As an analogy, I recently rewrote an imaging and image processing system used
by my company. This system was designed and implemented by academics, and
exhibits all of the problems we in the software industry typically associate
with such code.

While rewriting it from scratch, I had no documentation to rely upon. I found
many implicit and explicit assumptions that the users where not aware of. Most
importantly, the system was originally designed for enumeration of certain
types of cells, but not for any sort of quantitative interpretation.

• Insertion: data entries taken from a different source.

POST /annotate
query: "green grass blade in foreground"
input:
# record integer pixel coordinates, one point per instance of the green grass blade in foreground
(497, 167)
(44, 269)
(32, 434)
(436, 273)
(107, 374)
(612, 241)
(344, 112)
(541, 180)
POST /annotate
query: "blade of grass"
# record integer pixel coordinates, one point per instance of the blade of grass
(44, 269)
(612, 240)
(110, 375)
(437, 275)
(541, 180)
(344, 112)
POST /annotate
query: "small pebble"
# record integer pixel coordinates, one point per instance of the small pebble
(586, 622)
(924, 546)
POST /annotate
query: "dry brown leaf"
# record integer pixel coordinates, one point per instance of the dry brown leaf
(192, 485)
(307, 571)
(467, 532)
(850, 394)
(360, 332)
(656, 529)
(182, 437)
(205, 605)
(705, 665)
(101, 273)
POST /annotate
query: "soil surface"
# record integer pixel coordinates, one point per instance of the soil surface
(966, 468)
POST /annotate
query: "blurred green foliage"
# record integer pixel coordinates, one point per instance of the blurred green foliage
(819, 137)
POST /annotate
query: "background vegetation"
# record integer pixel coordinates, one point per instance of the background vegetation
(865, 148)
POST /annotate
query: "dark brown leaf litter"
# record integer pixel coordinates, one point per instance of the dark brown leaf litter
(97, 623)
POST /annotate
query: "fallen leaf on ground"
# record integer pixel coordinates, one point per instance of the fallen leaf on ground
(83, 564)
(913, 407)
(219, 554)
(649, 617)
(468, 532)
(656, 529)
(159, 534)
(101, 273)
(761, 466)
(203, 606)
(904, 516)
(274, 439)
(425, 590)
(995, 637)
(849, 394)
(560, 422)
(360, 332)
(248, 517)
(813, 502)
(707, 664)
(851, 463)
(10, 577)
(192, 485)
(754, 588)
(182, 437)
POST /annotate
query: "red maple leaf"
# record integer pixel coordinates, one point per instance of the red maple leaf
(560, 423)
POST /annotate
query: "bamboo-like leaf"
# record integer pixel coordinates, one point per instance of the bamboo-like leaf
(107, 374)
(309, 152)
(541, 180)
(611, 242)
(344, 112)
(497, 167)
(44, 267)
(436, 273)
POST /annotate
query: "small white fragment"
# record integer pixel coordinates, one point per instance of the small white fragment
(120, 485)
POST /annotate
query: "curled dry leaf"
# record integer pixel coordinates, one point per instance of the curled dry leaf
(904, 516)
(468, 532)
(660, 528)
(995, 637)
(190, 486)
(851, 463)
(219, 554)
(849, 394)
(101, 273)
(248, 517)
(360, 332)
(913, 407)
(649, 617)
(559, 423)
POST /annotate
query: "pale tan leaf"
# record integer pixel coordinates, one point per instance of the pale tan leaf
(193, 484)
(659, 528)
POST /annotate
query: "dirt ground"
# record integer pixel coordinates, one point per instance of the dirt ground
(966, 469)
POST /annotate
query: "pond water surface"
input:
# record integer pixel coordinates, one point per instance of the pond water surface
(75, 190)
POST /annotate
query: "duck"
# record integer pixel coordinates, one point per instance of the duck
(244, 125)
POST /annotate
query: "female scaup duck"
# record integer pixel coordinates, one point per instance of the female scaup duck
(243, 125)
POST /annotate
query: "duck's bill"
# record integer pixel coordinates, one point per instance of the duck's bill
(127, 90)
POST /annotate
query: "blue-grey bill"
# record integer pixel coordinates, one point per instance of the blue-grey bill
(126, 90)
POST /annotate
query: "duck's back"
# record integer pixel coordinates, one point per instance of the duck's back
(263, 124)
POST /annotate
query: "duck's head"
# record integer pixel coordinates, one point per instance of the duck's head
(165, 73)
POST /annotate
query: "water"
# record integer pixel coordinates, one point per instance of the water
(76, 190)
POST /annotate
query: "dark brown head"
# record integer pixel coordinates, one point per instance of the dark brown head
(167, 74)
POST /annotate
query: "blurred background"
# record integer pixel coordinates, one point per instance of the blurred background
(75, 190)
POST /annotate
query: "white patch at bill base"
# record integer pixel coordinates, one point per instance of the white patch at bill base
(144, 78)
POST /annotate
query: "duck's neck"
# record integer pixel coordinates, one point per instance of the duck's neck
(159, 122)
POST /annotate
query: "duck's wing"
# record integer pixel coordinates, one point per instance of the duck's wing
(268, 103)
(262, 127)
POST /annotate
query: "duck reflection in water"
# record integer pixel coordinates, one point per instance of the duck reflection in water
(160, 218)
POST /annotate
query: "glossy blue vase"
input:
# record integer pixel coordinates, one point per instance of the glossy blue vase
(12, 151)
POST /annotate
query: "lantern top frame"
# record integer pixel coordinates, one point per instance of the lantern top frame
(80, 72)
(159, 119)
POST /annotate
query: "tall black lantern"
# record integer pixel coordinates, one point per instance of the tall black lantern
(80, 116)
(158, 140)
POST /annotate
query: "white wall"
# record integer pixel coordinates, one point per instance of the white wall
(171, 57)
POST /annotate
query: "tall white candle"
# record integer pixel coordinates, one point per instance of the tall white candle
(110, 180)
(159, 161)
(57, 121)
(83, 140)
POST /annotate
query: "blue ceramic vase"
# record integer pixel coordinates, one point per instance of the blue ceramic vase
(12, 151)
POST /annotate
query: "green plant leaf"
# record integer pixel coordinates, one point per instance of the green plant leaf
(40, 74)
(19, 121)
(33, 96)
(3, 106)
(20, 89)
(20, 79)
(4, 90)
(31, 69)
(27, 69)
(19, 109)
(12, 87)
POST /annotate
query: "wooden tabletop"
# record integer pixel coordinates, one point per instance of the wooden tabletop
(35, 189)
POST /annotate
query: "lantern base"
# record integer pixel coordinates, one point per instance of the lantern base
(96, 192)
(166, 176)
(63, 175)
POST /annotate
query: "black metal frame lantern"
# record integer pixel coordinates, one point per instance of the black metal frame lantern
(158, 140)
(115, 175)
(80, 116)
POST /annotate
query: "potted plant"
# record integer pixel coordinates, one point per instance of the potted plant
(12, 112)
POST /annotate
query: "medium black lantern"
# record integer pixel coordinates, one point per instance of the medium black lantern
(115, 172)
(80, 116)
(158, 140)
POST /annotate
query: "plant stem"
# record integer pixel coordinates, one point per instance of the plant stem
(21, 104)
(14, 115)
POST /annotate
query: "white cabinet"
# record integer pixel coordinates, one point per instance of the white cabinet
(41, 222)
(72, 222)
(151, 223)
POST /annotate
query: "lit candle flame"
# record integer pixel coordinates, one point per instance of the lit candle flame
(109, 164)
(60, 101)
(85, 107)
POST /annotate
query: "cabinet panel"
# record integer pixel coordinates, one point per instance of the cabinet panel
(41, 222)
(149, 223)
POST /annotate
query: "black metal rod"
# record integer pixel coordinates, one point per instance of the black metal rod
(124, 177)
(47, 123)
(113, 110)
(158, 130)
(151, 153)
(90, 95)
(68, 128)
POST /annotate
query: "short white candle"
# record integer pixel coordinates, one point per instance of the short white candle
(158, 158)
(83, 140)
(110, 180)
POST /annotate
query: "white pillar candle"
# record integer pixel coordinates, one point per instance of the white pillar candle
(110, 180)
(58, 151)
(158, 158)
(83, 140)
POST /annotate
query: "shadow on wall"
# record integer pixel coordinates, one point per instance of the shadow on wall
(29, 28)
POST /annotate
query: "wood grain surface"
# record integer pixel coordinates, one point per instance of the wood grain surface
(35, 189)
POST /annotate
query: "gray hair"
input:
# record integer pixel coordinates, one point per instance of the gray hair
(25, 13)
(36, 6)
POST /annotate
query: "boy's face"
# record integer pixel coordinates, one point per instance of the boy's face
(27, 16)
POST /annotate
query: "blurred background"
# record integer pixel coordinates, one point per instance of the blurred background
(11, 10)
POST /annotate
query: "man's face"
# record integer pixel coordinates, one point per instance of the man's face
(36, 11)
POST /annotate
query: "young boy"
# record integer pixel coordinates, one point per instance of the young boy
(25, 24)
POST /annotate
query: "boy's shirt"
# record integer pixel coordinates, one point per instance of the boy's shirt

However, down the road, the users in the lab realized that they raw output of
the image analysis process could contain useful information. So, they started
mining it. They began comparing samples using various measurements taken
during analysis. They began making even more assumptions about what that data
meant, but they were often wrong.

On the surface, it seemed as though their work made sense, but only if one did
not understand _how_ those numbers were gathered and _under what
circumstances_ their interpretation was valid. Some of the statements made by
the author show a striking resemblance to the opinions of the original authors
of the system I had to rewrite.

These people were smart, very smart, but not engineers. They didn't have the
discipline, training, or experience required to write a system that would
stand up to scrutiny. It was a research vehicle, and it did what it was
originally intended to do, but as time passed, warts appeared.

I find it very hard to believe that climate model programming has even one
single characteristic which would cause an engineer to think that a different
engineering model was required or even warranted. To me this sounds like
people in the research/academic camp making statements about an aspect of
engineering that they do not understand.